"Виктор Меньшов. Купи себе Манхэттен... (Бабки на бочку)" - читать интересную книгу автора

с Манхэттеном, в лице которого старик обрел внимательнейшего слушателя.
Алик буквально конспектировал за дедом каждое слово.
Поначалу мы покупали товар, почти не торгуясь, часто уступали из
жалости, видя многодетные семьи и страдающих от своей бесполезности
здоровых мужиков. В городе царила жесточайшая безработица. Кормились в
основном за счет подсобного хозяйства да случайных заработков. Почти все
предприятия в этом и без того не особо промышленном городе стояли.
Некоторые за ненадобностью, другие, потому что не выдерживали конкуренции,
а кого-то просто не пускали из региона на российский рынок, чтобы избежать
конкуренции дешевого товара.
Но вскоре нас затянула жажда наживы. Мы считали прибыли, и у нас
кружилась голова. О таких деньгах мы никогда и мечтать не могли. Постепенно
мелочная и нудная торговля из-за каждого рубля перестала смущать нас, мы
отчаянно бились и цеплялись за каждую копейку, словно она у нас последняя.
Мы увлеклись поисками дешевого товара, бросались на каждого продавца и
владельца нутрий, как коршун на добычу. Мы поняли, что такое страсть
наживы. Это была действительно страсть. Ни с чем не сравнимый азарт, охота,
погоня. Здесь было все, о чем мечтают мужчины, если у них в жилах течет
кровь, а не розовая водичка. Адреналина в этом деле хватало с избытком.
Отрезвление пришло неожиданно. Мы как-то подъехали к одному из
домишек, где накануне договорились закупить партию шкурок. Партия была не
особо большая, но мы долго уговаривали хозяина, измученного какими-то
болезнями, на лечение которых они с женой и переводили все свои, с таким
трудом добытые деньги. Бедняга оказался втянутым в страшный житейский
водоворот: тяжелым трудом зарабатывая на лечение одних болезней, попутно
приобретал себе новые. У него был свой оптовый покупатель. Он бы, наверное,
не согласился продать шкурки нам, хотя и уговаривали мы его почти час, но
тут пришла из аптеки его супруга, рано состарившаяся женщина, тяжело
переваливающаяся на распухших ногах, послушала наши "песни" и сказала:
- Сенечка, милый, ты погляди, что с меня в аптеке вытребовали! Если
плотют больше, отдай им, отдай людям добрым, приедут Максим с Егоркой,
объясним им, что да как. А вы завтра приехайте, мы приготовим все, не
сомневайтесь.
Мы и приехали. Но у ворот раздрызганного забора уже стоял обшарпанный
и облупленный мотороллер "Муравей" с кузовком. Из ворот два мужичка,
молодой и старый, отец и сын наверное, выносили вязки шкурок, за которые мы
вчера отслюнили задаток. Мы с Димой переглянулись.

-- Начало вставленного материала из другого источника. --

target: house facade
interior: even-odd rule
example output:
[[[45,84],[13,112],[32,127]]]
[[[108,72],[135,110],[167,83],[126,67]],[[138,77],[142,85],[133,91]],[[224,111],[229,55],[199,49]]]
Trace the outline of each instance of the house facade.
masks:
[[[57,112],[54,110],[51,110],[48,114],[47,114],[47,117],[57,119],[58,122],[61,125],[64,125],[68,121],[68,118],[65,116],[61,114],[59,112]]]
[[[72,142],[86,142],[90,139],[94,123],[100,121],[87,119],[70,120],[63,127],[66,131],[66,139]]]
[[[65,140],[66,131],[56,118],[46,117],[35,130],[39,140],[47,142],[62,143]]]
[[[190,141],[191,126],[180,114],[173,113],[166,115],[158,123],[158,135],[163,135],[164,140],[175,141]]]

- Эй, хозяин! - окликнул я мужика постарше, который полез в кузов,
чтобы принять и уложить шкурки. - Тебе не кажется, что ты чужое берешь?
- А это ты, что ли, выделывал эти шкуры? - бросил тот через плечо,
даже не оглянувшись.
- Мы не выделывали, но задаток за них заплатили, - вмешался Димка и
оглянулся на вышедшую из ворот хозяйку. - Так ведь, хозяюшка?
Та, переваливаясь на своих распухших ногах, заспешила к нам.
- Ребятки, милые, вы уж извиняйте, Максим с Егоркой нам все-таки не
чужие будут, им тоже жить нужно. Вы уж простите старую, совсем беда глаза
застит. Вы уж заберите деньги, а нужны шкурки, - я вам скажу, где ещё
купить можно...
- Нет, хозяйка, так дела не делаются, - остановил я её. - Мы обо всем
договорились, так не годится. Давай, браток, сгружай товар обратно.